Banque Commerciale de Palestine

bank commerciale de palestineBanque Commerciale de Palestine (Commercial Bank of Palestine) was considered by the  Arabs of the Land of Israel to be their national bank, although we are aware today that half of its shares were held by the Anglo- Palestine Company of the World Zionist Organization. David Levontin initiated the establishment of the bank, under the assumption that an Ottoman company managed by Arabs would stand a better chance of obtaining concessions for development purposes, and this would benefit of the Land’s Jewish inhabitants as well. The bank was established in 1909, and employed MuslimS and Christians as well as Jews.  The bank was managed by Salim Bei Ayub, a Christian. Ismayil Bei Al Husseini – a Muslim and member of the well known Jerusalemite family – served as the bank’s chairman. Itzhak de-Avila, one of the pioneers of the Maccabi movement and an Anglo-Palestine Bank employee, served as vice manager of the bank from 1909 to 1918.

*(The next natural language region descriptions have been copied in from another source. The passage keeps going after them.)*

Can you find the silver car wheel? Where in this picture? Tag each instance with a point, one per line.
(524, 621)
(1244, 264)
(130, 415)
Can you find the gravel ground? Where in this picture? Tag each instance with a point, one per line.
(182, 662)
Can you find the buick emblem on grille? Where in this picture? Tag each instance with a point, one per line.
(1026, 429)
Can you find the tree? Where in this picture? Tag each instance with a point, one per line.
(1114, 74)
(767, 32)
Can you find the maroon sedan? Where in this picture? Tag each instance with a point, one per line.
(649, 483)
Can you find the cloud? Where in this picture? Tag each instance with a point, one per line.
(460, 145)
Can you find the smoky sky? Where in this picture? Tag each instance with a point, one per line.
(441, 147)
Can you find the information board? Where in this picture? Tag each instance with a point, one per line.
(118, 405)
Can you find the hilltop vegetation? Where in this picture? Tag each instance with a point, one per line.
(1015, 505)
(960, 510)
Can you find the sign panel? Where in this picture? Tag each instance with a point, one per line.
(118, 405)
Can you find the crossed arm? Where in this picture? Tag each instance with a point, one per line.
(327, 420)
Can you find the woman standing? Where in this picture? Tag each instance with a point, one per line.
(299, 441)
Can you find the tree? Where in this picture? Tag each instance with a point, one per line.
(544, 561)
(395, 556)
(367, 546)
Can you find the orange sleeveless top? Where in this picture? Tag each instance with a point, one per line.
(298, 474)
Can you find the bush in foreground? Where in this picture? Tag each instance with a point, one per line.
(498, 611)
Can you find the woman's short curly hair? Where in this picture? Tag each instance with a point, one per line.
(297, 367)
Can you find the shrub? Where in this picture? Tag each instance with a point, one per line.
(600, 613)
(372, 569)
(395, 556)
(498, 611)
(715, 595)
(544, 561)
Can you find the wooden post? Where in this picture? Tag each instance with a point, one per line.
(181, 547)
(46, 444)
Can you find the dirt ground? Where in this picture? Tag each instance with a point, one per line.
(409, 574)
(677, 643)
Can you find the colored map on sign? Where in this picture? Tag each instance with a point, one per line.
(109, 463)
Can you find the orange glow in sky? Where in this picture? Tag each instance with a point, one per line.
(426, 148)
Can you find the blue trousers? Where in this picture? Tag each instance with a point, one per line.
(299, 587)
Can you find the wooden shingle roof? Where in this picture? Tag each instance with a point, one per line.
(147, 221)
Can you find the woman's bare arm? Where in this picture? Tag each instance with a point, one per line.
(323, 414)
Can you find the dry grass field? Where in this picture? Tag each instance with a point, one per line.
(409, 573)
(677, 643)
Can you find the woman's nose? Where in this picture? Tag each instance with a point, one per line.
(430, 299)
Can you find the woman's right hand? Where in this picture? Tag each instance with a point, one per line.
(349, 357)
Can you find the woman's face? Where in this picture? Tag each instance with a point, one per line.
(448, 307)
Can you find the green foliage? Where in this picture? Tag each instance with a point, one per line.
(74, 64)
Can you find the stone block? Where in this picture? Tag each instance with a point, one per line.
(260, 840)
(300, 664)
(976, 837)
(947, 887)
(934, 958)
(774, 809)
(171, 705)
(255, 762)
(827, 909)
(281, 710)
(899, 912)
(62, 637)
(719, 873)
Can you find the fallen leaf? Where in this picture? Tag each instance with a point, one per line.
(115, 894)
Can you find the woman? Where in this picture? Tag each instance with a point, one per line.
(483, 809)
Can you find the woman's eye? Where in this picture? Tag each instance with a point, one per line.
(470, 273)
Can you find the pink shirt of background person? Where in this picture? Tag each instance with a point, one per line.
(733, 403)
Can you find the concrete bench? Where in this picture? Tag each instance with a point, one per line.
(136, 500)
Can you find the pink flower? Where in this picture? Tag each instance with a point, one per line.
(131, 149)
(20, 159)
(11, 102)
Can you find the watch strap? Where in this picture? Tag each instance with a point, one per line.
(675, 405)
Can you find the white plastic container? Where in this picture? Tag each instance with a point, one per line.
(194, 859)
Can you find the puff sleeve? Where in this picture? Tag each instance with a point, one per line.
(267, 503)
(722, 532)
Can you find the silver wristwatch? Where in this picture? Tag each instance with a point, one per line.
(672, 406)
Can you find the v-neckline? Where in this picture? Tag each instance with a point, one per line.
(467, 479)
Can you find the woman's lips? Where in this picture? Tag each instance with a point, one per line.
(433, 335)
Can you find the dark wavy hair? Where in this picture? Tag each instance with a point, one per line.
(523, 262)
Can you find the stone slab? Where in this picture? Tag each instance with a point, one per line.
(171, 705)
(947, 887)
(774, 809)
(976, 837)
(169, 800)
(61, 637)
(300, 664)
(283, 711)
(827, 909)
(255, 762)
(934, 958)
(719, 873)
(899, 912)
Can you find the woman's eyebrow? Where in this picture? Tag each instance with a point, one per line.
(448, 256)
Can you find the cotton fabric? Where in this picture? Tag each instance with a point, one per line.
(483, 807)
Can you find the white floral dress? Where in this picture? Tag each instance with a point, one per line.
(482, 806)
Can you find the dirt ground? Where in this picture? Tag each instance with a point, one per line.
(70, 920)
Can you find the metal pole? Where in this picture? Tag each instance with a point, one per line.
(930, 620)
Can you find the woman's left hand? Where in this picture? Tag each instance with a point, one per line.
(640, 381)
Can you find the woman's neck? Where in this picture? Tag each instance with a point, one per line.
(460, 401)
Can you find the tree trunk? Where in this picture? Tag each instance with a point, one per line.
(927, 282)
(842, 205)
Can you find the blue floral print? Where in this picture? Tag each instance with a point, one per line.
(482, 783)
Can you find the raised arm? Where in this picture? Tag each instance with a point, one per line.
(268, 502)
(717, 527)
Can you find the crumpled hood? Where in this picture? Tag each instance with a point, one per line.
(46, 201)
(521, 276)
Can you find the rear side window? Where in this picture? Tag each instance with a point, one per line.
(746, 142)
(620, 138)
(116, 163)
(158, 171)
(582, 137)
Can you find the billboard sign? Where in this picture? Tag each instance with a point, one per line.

The bank had an Ottoman subsidiary for public works, which carried out lighting, electricity, sewage and telephone projects in Jerusalem. The company laid a twenty kilometer tramcar network around the gates of the Old City and transported water to Jerusalem from Rosh  a’ayin. The bank acquired approximately 2,500 acres of land between Rafiach and El-Arish (in the Sinai Desert) for future Jewish settlement. The acquisition was made under the name of a British citizen residing in Cairo, in order to overcome the limits on transferring   properties to Jews under Ottoman law, and in 1912 the land was sold to the Anglo-Palestine Bank. During the liquidation of the bank in 1921, the liquidator learnt about this transaction, and the Anglo-Palestine Bank pulled out, so as to refrain from involvement in possible olitical disputes. Eliezer Hoofien, CEO of the Anglo-Palestine Bank, wrote in 1933: “It is better for us that the political developments of this [deal] stay within the Government ministries in El-Arish, Cairo and London, and in their files, and remain unbeknownst to the Arab press.”